13
$\begingroup$

I am using the Average Magnitude Difference Function to estimate the fundamental frequency of a quasi-periodic audio signal. The AMDF is defined as

$$ D_n = \frac{1}{N-n}\sum_{k=n}^{N-1}|S_k - S_{k-n}| $$

where $N$ is the length of the signal. This function exhibits a minimum when the signal is shifted by an amount equal to its period.

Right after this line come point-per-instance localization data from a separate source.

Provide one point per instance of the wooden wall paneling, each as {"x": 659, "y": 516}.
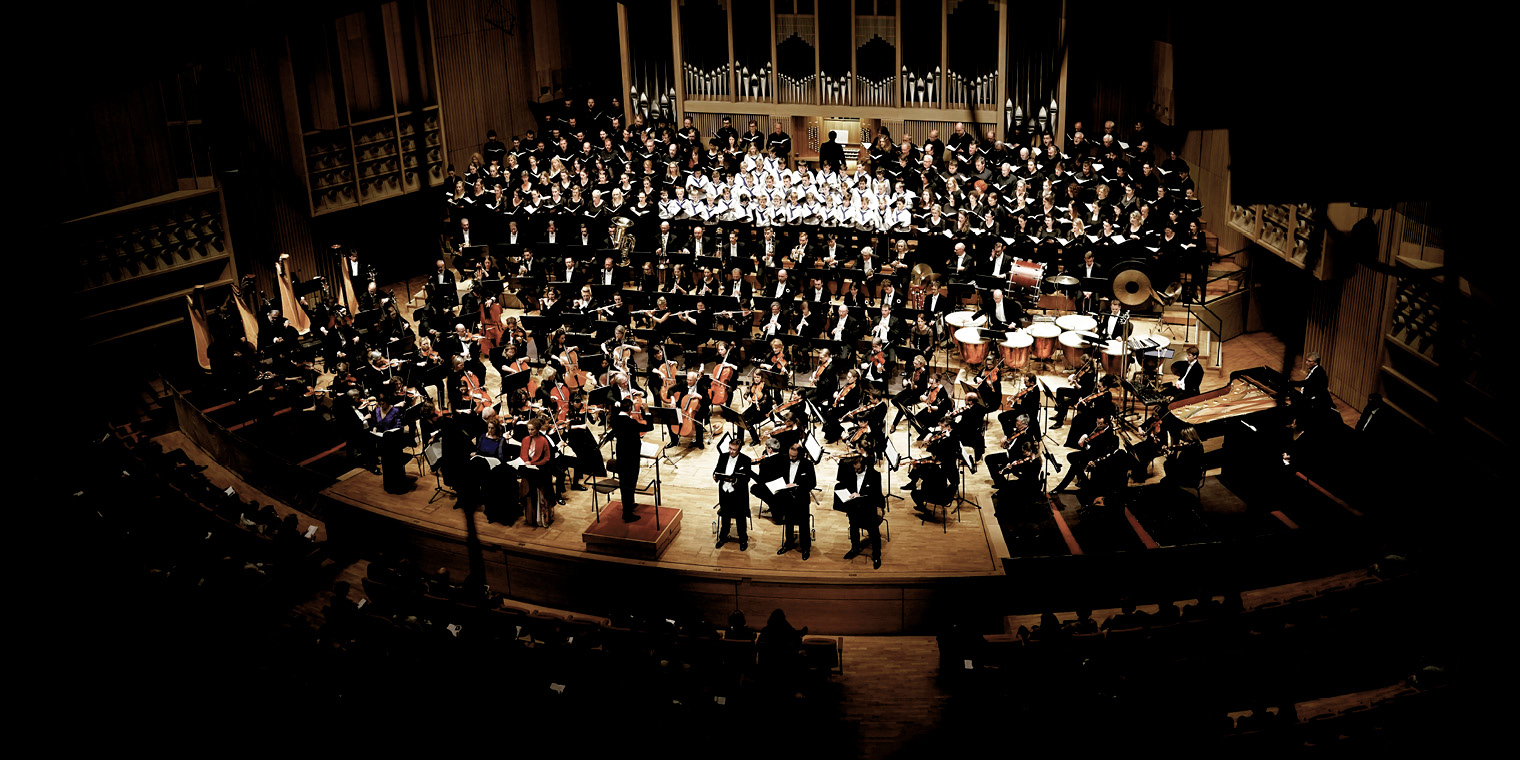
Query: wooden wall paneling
{"x": 131, "y": 146}
{"x": 484, "y": 76}
{"x": 547, "y": 63}
{"x": 268, "y": 199}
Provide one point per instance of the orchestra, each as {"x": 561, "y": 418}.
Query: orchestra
{"x": 786, "y": 295}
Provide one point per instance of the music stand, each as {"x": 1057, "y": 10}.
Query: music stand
{"x": 737, "y": 420}
{"x": 663, "y": 417}
{"x": 433, "y": 453}
{"x": 893, "y": 459}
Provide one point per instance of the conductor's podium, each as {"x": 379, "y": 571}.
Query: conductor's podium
{"x": 643, "y": 538}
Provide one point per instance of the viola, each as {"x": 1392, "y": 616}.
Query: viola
{"x": 475, "y": 394}
{"x": 722, "y": 376}
{"x": 690, "y": 405}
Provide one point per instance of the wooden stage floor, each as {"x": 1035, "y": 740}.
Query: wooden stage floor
{"x": 920, "y": 549}
{"x": 917, "y": 549}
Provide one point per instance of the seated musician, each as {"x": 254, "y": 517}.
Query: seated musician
{"x": 789, "y": 503}
{"x": 1190, "y": 379}
{"x": 914, "y": 386}
{"x": 1019, "y": 464}
{"x": 775, "y": 321}
{"x": 823, "y": 377}
{"x": 695, "y": 386}
{"x": 876, "y": 368}
{"x": 1092, "y": 408}
{"x": 841, "y": 327}
{"x": 1111, "y": 324}
{"x": 1092, "y": 447}
{"x": 885, "y": 326}
{"x": 965, "y": 421}
{"x": 537, "y": 450}
{"x": 1086, "y": 379}
{"x": 841, "y": 403}
{"x": 1000, "y": 313}
{"x": 937, "y": 402}
{"x": 780, "y": 289}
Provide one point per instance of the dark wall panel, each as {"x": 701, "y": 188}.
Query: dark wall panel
{"x": 484, "y": 72}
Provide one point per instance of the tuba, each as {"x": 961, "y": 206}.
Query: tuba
{"x": 622, "y": 237}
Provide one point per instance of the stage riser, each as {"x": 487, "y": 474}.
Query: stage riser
{"x": 596, "y": 585}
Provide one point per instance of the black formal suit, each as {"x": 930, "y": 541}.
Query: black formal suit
{"x": 783, "y": 292}
{"x": 613, "y": 277}
{"x": 1193, "y": 380}
{"x": 1000, "y": 315}
{"x": 669, "y": 243}
{"x": 791, "y": 505}
{"x": 627, "y": 446}
{"x": 864, "y": 511}
{"x": 443, "y": 291}
{"x": 733, "y": 499}
{"x": 739, "y": 289}
{"x": 1108, "y": 326}
{"x": 570, "y": 275}
{"x": 1098, "y": 446}
{"x": 1315, "y": 388}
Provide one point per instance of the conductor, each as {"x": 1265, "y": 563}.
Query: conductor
{"x": 731, "y": 476}
{"x": 864, "y": 506}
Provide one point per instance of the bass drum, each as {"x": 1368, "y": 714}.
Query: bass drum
{"x": 1133, "y": 283}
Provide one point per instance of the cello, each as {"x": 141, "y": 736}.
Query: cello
{"x": 690, "y": 405}
{"x": 490, "y": 326}
{"x": 722, "y": 377}
{"x": 575, "y": 377}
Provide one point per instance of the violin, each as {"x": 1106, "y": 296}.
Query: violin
{"x": 1025, "y": 461}
{"x": 1084, "y": 402}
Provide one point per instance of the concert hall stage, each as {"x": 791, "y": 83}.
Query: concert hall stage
{"x": 924, "y": 567}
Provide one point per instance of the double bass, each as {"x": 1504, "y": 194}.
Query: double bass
{"x": 490, "y": 326}
{"x": 475, "y": 392}
{"x": 722, "y": 380}
{"x": 689, "y": 406}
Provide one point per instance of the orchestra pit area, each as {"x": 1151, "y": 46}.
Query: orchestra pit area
{"x": 975, "y": 400}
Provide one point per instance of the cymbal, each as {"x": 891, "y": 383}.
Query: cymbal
{"x": 921, "y": 272}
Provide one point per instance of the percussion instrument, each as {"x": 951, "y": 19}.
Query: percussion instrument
{"x": 1016, "y": 350}
{"x": 1114, "y": 357}
{"x": 1045, "y": 336}
{"x": 1149, "y": 348}
{"x": 973, "y": 347}
{"x": 958, "y": 321}
{"x": 1061, "y": 285}
{"x": 1025, "y": 274}
{"x": 1076, "y": 323}
{"x": 1131, "y": 283}
{"x": 1073, "y": 347}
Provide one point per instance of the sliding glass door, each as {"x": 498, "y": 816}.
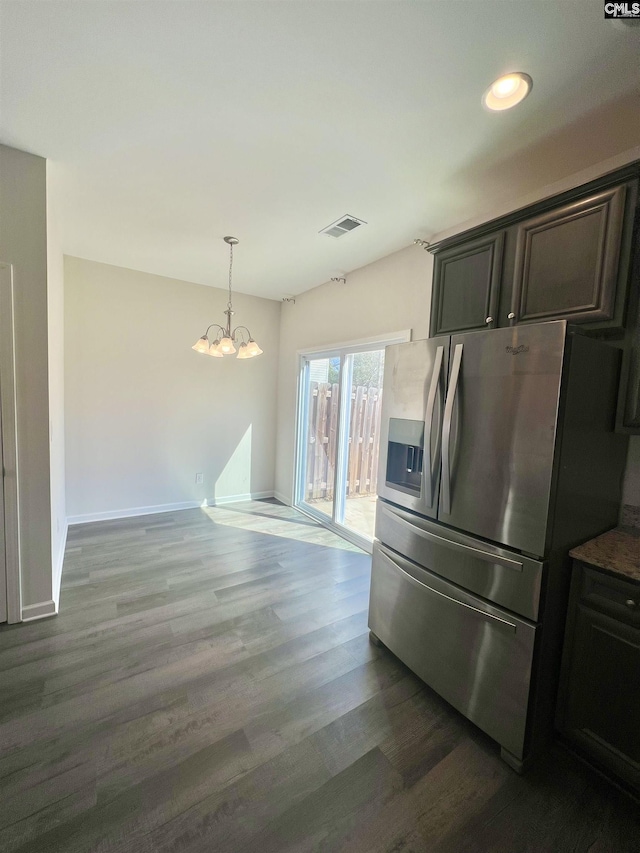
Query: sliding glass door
{"x": 339, "y": 404}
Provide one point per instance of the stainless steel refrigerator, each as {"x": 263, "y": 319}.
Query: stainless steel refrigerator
{"x": 498, "y": 454}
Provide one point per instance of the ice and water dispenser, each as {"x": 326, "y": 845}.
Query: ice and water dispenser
{"x": 404, "y": 455}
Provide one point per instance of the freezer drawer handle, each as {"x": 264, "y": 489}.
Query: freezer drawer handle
{"x": 489, "y": 616}
{"x": 446, "y": 430}
{"x": 428, "y": 468}
{"x": 458, "y": 546}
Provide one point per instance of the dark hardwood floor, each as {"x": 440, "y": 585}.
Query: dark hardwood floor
{"x": 209, "y": 686}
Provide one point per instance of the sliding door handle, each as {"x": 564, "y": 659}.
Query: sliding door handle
{"x": 446, "y": 429}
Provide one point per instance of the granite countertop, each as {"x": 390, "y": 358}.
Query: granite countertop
{"x": 617, "y": 551}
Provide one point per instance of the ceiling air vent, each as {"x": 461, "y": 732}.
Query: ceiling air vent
{"x": 342, "y": 226}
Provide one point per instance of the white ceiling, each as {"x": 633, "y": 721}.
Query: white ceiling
{"x": 171, "y": 124}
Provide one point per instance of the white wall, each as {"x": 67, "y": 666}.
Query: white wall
{"x": 389, "y": 295}
{"x": 55, "y": 315}
{"x": 144, "y": 413}
{"x": 23, "y": 243}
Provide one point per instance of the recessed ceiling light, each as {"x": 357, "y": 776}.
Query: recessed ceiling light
{"x": 507, "y": 91}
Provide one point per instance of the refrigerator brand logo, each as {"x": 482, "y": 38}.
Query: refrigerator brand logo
{"x": 622, "y": 10}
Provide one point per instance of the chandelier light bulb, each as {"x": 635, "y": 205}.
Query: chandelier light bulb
{"x": 202, "y": 344}
{"x": 226, "y": 337}
{"x": 253, "y": 348}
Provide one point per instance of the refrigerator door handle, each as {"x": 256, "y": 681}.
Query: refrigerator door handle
{"x": 476, "y": 610}
{"x": 465, "y": 550}
{"x": 430, "y": 463}
{"x": 446, "y": 429}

This is the code I am using to extract the pitch (in Matlab):

 a = amdf(f);
 a = a/max(a);
 [p l] = findpeaks(-a, 'minpeakprominence', 0.6);
 pitch = round(sample_freq/l(1);

However, I am dealing with an audio signal where the fundamental frequency is very low:

spectrum of the audio signal

As a consequence, a pitch doubling problem arises: the detected minimum corresponds to half the period of the signal (i.e. the second harmonic):

AMDF of the signal above

I tried to extract the largest peak and not just the first, but sometimes this problem remains. How can I improve my code and/or the AMDF function in order to deal with low fundamental?

$\endgroup$
2
  • $\begingroup$ Psycho-acoustics and human perception influence perceived pitch and octave uncertainty. It may require experimentation to determine under what conditions the largest AMDF peak makes an audible difference. $\endgroup$
    – hotpaw2
    Commented Apr 7, 2016 at 17:36
  • $\begingroup$ how low are your frequencies? is there any example for me to listen? $\endgroup$
    – ederwander
    Commented Apr 10, 2016 at 13:56

2 Answers 2

15
$\begingroup$

This is what we call in the pitch-detection biz, the "octave problem".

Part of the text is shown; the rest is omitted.